The second half of the outgoing year, however, witnessed a slowdown in remittance inflows, with a substantial dip of 14 percent in numbers since last July. Official figures also showed a decline of 20 percent in remittances from Saudi Arabia and the UAE in the month of November.
“Pakistan’s remittances are a major source of financing trade gaps,” Dr. Khaqan Najeeb, former advisor to the finance ministry, told Arab News. “With scarce foreign exchange reserves, the country cannot afford a dip in remittances.”
Najeeb added the drop in remittances had taken place at a time when workforce export from Pakistan had increased three times during 2022. However, the massive exchange rate gap between open and interbank markets had once again pushed people to use informal channels to remit their earnings.
“Remittance flow is ultimately a factor of the workforce abroad,” he continued. “The GCC countries have traditionally been a place where flow of labor has been substantive. For future strengthening of remittances, increased flows, especially in longer term jobs, can be most helpful.”

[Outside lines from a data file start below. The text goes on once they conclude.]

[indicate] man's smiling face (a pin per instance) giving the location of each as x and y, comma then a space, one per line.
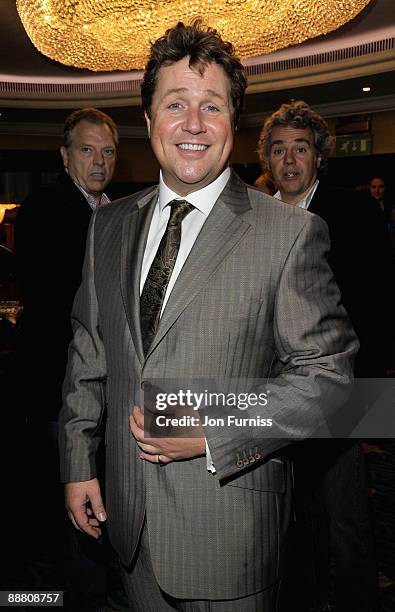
191, 125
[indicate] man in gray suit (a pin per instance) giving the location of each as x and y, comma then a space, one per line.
200, 277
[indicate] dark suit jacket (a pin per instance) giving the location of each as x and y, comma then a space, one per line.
50, 235
360, 257
255, 299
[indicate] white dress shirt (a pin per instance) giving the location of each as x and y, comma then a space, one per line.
203, 200
304, 202
104, 199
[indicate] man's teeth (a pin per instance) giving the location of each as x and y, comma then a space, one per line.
191, 147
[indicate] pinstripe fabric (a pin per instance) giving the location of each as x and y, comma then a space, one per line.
254, 298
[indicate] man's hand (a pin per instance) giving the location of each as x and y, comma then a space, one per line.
85, 506
164, 450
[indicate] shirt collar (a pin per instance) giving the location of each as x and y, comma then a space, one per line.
304, 202
104, 199
202, 199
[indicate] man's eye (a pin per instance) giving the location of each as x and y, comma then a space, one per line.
212, 108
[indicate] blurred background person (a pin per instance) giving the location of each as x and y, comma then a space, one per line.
50, 236
334, 563
377, 189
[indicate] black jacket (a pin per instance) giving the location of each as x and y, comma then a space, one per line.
50, 236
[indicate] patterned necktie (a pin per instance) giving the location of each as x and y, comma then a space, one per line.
158, 277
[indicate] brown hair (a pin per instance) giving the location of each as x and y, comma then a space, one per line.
93, 115
297, 114
203, 46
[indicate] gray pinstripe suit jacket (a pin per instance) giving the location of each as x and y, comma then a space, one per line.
254, 298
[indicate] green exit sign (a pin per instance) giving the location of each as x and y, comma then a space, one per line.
351, 145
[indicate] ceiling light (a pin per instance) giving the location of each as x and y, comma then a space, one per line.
115, 35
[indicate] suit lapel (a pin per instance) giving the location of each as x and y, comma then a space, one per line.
222, 230
134, 236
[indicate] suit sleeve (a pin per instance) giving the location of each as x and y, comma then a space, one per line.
84, 386
315, 348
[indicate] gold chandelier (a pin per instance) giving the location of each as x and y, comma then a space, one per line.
115, 34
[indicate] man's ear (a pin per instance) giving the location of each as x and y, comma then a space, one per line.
148, 122
65, 157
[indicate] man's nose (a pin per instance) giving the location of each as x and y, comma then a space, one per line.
98, 158
194, 121
289, 157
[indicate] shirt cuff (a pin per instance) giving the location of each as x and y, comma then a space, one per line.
210, 464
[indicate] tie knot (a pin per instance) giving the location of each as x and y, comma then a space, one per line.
179, 210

Overseas employment promotors said a particular group of Pakistani community was engaged in running grey channels through traditional hawala and hundi system.
“The remittance through bank transfers is declining due to a strong grey channel,” Adnan Paracha, spokesman for Pakistan’s Overseas Employment Promotors Association, told Arab News. “Pakistani workers simply want to benefit from the gap between the open and interbank markets.”
He noted that a market-based exchange rate could ensure closing of gap between formal and informal markets and incentivize expats to use banking channels again.